Er liggen drie weken van mogelijk samenzijn voor ons. Ineens merk ik dat ik aan Anna zit te denken. Het gebeurt tegen mijn zin, maar er was iets met haar naakte gezicht en natte haren toen ze terugkwamen van het zwemmen. En dat schuldbewuste, nogmaals. In de ogen van Katarina was iets anders te zien, een soort verlangen.
Ik had Henriks gezicht ook moeten observeren, voor een soort contrapunt, maar dat heb ik niet gedaan. Het is niet altijd makkelijk om vast te houden aan de rol van observator.
Leven of sterven, wat maakt het uit, denk ik. Ik weet niet waarom ik juist dit denk.
Maar flinters, we zijn slechts flinters in de eeuwigheid.

Commentaar, juli 2007

Vijf jaar zijn er verstreken.
Het hadden er evengoed vijftien kunnen zijn of slechts vijf maanden. De rekbaarheid van de tijd is opvallend, het hangt ervan af vanuit welk oogpunt ik kijk. Soms zie ik Anna’s gezicht helder voor me, alsof ze hier in de kamer tegenover me zit, en het volgende moment zie ik deze zes mensen, inclusief mezelf, vanaf grote hoogte; mieren op het strand, die ronddolen in vergeefse en zinloze pirouetten. In het koude licht van de eeuwigheid – en de drie-eenheid van de zee, de aarde en de hemel – is onze nietigheid bijna lachwekkend.

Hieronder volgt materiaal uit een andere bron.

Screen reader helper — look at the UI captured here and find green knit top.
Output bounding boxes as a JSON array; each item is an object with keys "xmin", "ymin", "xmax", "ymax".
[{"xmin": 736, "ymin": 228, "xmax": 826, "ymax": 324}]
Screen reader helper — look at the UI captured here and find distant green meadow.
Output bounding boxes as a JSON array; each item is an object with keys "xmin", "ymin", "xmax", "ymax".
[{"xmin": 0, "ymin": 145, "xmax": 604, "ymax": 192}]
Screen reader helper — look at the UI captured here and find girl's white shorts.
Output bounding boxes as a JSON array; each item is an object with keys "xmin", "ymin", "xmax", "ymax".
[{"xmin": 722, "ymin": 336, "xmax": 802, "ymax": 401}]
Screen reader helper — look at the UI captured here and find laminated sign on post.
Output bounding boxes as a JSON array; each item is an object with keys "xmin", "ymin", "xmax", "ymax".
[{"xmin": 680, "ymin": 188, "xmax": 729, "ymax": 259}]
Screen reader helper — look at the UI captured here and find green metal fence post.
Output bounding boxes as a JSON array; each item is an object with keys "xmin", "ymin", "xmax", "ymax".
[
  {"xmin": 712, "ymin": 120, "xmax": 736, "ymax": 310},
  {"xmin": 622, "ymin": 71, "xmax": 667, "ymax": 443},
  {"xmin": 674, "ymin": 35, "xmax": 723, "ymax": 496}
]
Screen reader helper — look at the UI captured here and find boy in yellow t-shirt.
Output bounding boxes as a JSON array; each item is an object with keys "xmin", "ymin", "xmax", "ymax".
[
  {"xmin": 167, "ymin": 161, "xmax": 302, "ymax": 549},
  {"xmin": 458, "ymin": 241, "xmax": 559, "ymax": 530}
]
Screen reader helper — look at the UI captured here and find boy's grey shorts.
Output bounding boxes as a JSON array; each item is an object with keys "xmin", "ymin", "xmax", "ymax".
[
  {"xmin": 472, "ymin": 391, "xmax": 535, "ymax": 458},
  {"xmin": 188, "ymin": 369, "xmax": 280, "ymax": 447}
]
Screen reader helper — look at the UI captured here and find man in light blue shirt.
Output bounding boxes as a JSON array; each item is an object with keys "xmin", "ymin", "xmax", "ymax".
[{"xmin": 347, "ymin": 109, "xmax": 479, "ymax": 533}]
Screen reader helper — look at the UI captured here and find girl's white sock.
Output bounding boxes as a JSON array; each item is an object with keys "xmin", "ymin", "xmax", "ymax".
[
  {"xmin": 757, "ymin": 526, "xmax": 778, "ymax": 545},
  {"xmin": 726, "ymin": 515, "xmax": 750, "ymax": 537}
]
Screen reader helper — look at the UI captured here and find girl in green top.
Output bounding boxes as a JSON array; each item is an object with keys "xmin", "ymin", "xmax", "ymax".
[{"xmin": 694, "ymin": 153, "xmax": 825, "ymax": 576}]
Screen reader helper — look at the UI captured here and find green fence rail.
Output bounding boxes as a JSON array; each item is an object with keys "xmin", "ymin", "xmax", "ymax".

Alsof ze net zo goed hadden kunnen blijven leven. Alsof zelfs hun dood niet voldoende gewicht en betekenis zal hebben. Maar mijn besluit staat vast en ik voer het uit. Daden moeten consequenties hebben, anders ontspoort de schepping. Besluiten moeten worden opgevolgd; als ze eenmaal genomen zijn, moet je ze niet meer in twijfel trekken. Deze smalle streep van orde in de chaos kerven,
is het enige wat we kunnen doen, het is onze plicht als morele individuen.
En ze verdienen het. De goden weten dat ze het verdienen.
Het eerste wat me treft is mijn argeloosheid. Wat wist ik toch weinig die eerste avond. Deze zes mensen in hun huizen bij het strand; ik had mijn rugzak kunnen pakken en de vlakke kuststrook de volgende dag al kunnen verlaten; als ik dat gedaan had, was het allemaal heel anders gelopen.
Of misschien had ik geen keus. Interessant dat die gedachte door mijn hoofd schoot in het restaurant in Bénodet. Het hele tafelgezelschap om het leven brengen en vertrekken.
Toen al, op dat moment al, wist ik diep in mijn hart wat er jaren later zou gebeuren.
Ik heb besloten wie de eerste moet worden. De volgorde is niet onbelangrijk.